GSA doesn’t intend to stop with this event either.  

“Our goals for moving on though is to get it in motion to get GSA to be a program rather than a club,” said GSA vice president, Andrew Murdoch. 

GSA leadership hopes that if they become a program, they would have more opportunities to do some of the bigger projects they are interested in doing, and hope that they would have a much bigger sphere of influence than they currently do.  

Currently, the main projects GSA is working on are queer prom and a drag show for the middle schoolers on May 26th. But they have also been working on some projects for years.  

“We’ve had a bathroom thing in the works for a while, and we just need it to be approved by the district because we’re trying to change the art hall bathrooms- that’s been in the works for years, at least since last year. Where we’re trying to change the art hall bathrooms into gender-neutral bathrooms with big stall doors that have a better lock,” says Catlin.  

They also have many ideas for projects the club could take on in the future.  

“I really want to do more community outreach and volunteering with GSA. I really want to do something with a teen shelter or something like that and get our club to start volunteering at those things,” says Catlin. 

In addition to helping students and youth directly, GSA wants to help teachers improve their students’ experiences themselves.  

Vice president Murdoch says making education more inclusive is “educating the teachers on how to make an inclusive environment to make their learning, student’s learning, the best it possibly can be.

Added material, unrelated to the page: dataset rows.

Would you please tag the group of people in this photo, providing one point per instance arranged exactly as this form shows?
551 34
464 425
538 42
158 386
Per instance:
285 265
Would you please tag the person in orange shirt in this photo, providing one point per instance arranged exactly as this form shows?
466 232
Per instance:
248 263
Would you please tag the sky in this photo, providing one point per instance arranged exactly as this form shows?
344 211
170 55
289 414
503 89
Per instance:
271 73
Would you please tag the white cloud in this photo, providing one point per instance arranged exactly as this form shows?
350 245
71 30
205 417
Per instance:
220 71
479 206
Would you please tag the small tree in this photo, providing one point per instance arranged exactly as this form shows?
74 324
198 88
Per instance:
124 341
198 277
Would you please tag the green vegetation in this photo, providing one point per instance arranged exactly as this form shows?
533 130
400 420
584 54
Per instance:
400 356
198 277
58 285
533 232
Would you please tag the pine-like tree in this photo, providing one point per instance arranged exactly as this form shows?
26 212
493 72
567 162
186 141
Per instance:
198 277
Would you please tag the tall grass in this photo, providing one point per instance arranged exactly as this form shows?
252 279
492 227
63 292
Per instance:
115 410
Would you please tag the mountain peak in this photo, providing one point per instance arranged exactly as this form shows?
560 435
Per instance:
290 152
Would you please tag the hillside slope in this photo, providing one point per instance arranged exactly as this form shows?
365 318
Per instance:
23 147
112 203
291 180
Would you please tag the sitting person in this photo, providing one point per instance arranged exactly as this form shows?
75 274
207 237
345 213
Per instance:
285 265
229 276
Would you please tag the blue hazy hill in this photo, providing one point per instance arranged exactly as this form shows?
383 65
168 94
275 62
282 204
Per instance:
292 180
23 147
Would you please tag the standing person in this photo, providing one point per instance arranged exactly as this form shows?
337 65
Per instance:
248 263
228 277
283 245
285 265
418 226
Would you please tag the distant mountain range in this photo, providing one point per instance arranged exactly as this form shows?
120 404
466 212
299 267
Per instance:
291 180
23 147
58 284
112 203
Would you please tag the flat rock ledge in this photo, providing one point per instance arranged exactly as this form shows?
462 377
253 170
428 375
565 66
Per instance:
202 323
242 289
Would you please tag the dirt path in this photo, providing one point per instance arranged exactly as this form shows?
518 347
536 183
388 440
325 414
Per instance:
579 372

And it’s as little as when a substitute comes in, rather than reading off their first names, going by their last names and then telling the students to tell them what they want to be called.” 

Among their more ambitious and far-off endeavors is GSA’s dream to create a support network not just within BHS, but into the general community as well. They hope to be able to offer support to graduates who have left the school, and to also make alliances within the community that they can rely on to pursue even bigger projects. 

GSA does not intend to abandon the student population though; their main focus will still be on BHS students. 

Despite their lofty goals, GSA has still run into several setbacks. One of which is improper succession procedures.  

“I think the problem with the program in the last couple years is once the seniors graduate, they don’t really have a plan. You know, they didn’t really have anyone stepping up into it, which made it really hard for the program to grow because every year it would restart. So, I think our goal for that is really just, keep the interest going, keep doing more projects that will get more people interested,” says Catlin. 

Izzy Forster, GSA’s treasurer, expressed a similar sentiment. They believe that the club needs to “have a foundation too, that’s not just getting washed away in a generation. We want to have the same people that keep coming and the same energy, but we also want to be advancing the things that we do and we want to have a structure.” 

Alongside trying to make GSA’s momentum more long-lasting, president Avery Catlin is trying to create a service board with seats for every club. This may make it easier for clubs that tend to be brushed under the rug to argue for their needs more powerfully. Not only would this benefit GSA with its many in-the-works projects, but many other clubs as well.  

GSA has been working very hard to change the programs and systems in the school to make the education experience more bearable for LGBTQIA+ individuals. Their endless activities and programs are bound to create a stronger sense of belonging and community for BHS’s LGBTQIA+ students.